Candice Hopkins is a citizen of Carcross/Tagish First Nation and lives in Albuquerque, New Mexico. Her writing and curatorial practice explore the intersections of history,
contemporary art and indigeneity.
[recording not yet available]
The IDS public lecture series, Cooper Union.
Next City and the High Line present two fascinating conversations in the series, “The Future of Monumentality." Speakers examine the past, present, and future of public monuments from the unique intersection of art, design, and urbanism. The Future of Monumentality examines the civic, aesthetic, and historical contexts these influential objects inhabit. Moderated by New York Times critic Salamishah Tillet. [sign in and watch for free]
January 27, 2021
Examines monumentality itself through the lens of art, architecture and public space. What does it mean to memorialize an event? A person? A movement? What is the relationship between the monument, the narrative it projects, and its audience? Who gets to tell the story?
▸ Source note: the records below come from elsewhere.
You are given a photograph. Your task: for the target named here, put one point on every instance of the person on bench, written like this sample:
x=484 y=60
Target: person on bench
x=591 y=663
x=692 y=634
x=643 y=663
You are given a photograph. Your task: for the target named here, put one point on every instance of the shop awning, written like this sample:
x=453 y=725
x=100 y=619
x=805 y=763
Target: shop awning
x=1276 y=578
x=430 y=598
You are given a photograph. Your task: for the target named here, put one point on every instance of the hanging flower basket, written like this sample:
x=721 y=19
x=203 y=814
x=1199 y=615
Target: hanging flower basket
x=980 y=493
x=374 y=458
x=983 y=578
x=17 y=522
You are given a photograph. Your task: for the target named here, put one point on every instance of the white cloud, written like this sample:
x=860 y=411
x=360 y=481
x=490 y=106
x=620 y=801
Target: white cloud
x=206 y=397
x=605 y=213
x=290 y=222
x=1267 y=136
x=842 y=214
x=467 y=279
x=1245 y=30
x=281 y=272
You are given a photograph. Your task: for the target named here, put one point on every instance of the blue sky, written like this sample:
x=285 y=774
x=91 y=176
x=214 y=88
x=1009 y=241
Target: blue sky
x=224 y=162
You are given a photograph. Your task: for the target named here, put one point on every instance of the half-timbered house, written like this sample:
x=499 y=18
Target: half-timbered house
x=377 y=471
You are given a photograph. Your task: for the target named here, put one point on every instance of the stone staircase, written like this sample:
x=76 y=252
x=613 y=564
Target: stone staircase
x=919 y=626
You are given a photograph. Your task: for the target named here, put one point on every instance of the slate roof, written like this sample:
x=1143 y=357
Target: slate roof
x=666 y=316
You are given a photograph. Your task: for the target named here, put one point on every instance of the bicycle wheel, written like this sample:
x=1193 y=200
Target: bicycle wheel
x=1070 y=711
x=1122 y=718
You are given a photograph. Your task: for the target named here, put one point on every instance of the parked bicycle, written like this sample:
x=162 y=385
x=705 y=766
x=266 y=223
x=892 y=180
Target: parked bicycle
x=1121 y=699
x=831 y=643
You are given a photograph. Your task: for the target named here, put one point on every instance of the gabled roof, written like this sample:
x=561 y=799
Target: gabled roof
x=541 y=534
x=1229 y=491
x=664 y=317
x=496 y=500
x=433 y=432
How are monuments wielded by a dominant culture to control and/or subjugate; and conversely, how are these forms leveraged to reclaim lost cultural history?
January 28, 2021
An artist, historian, public official, and placemaker reimagine the form, function and role of monuments as we move into the future. Among the broad topics our panel will engage are: how displacing and recontextualizing monuments in post-Soviet Eastern Europe changed the meaning and understanding of these works; how the “Paper Monuments” project in New Orleans centered the Black experience and surfaced untold histories; how interactive performance art creates a space to honor Indigenous ancestral wisdom and storytelling traditions; and more.
"The popular lore about why the symbol is displayed may not reflect the true history."
The Southern Poverty Law Center published a useful guide for how activists can take important steps toward building the kind of community where the values of equal justice and equal opportunity are shared by all.